The Burrell Collection is an art collection located on the south side of the city of Glasgow.
It boasts and array of over 8,000 objects such as - medieval art (including stained glass and tapestries), wooden furniture, medieval weapons and armour, Islamic art, ancient Egyptian and chinese artefacts, modern sculpture and many, many other creations from the four corners of the globe - all of which were collected by one, single man.
Sir William Burrell, a wealthy Glaswegian shipping magnate and art collector, acquired these many items over many years, before kindly gifting them to the city of Glasgow Corporation in 1944. However, there was one condition - the collection had to be stored in a building exactly 16 miles from Glasgow town centre, so that they would not suffer any pollution damage, and could be enjoyed at their very best. The trustees then spent 20 years trying to find a suitable location, to no avail. Until 1967 that is, when Mrs Anne Macdonald gave the Pollock Estate (360 acres plus a house) to the city Corporation. The trustees were then able to alter the terms of the deed slightly, allowing the Pollok Estate to be chosen to house Sir Burrell's collection - all they needed was a suitable building.

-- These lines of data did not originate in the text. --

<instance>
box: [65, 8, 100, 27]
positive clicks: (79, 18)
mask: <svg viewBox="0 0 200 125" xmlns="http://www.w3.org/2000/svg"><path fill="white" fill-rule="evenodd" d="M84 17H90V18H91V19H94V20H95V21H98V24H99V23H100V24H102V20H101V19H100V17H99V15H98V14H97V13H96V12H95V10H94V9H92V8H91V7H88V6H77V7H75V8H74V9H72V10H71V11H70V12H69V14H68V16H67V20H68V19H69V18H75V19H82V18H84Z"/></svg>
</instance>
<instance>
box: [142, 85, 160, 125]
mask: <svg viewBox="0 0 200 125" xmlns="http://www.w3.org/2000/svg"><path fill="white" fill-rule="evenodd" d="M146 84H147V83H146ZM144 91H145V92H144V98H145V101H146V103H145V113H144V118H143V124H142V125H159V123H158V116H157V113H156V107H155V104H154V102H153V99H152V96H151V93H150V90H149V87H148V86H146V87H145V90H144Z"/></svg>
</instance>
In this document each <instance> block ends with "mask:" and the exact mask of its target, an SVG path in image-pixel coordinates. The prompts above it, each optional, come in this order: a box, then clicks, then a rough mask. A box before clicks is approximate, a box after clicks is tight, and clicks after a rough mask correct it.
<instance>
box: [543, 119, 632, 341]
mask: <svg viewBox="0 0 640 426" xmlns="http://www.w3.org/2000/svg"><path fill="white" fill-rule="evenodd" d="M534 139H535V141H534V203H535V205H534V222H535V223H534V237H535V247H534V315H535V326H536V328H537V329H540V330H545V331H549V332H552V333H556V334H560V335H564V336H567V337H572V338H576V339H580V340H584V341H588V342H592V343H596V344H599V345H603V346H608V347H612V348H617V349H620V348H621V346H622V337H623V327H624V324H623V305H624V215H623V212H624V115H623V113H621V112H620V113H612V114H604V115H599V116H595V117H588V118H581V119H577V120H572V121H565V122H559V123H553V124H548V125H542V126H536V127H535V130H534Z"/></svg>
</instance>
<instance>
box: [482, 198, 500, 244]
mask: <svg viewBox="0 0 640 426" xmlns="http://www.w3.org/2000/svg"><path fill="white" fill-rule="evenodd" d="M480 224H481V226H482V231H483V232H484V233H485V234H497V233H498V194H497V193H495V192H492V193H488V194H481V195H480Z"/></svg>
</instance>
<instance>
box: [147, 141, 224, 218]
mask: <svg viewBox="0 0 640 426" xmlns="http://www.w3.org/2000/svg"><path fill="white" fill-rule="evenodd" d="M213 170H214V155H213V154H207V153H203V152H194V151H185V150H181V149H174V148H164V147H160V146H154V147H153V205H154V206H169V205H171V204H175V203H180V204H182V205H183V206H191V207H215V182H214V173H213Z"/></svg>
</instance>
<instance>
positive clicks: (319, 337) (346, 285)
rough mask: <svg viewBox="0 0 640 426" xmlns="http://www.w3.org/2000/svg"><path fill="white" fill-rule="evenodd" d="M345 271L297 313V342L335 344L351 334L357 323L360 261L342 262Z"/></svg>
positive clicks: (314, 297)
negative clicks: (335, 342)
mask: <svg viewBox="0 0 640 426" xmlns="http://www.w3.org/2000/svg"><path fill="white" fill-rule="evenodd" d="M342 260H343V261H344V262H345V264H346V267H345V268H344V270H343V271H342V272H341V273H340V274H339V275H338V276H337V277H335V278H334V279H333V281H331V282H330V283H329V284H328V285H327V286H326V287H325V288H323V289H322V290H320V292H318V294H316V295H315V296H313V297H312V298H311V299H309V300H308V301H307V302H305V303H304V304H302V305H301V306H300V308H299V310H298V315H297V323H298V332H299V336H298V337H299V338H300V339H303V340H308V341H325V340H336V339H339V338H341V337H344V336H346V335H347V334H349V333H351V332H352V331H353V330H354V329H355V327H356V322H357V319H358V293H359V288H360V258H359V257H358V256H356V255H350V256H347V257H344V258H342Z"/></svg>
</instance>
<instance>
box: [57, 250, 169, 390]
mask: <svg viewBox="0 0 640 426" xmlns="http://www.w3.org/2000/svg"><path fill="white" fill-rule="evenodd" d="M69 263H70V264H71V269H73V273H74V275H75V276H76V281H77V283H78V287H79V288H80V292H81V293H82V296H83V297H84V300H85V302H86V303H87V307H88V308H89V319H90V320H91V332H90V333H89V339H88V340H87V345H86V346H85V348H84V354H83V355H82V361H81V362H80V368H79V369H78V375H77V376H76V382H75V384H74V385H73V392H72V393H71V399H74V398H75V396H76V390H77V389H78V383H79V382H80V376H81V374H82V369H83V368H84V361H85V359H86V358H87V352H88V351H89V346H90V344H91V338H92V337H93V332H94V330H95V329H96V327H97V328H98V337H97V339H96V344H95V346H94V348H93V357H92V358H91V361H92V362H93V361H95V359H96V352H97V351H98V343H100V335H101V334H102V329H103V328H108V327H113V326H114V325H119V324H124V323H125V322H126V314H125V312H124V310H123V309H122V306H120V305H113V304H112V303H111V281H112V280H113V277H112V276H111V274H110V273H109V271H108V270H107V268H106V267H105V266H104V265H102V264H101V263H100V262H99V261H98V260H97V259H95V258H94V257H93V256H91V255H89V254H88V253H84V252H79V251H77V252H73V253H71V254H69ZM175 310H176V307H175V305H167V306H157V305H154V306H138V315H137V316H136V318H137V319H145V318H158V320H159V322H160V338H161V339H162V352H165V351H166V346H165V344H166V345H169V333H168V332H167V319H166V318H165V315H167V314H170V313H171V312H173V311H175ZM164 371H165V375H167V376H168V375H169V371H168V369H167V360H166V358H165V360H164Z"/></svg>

Barry Gasson and Brit Andresen came up with the winning design for the Burrell Collection building in 1971. Their L-shaped building was specifically designed and tailored to house the wide and magnificent collection, complementing the artwork with archway-framed views over the lawns and woodlands beyond.
In 2005, a poll of architects voted the Burrell Collection as Scotlands 2nd greatest post-war building.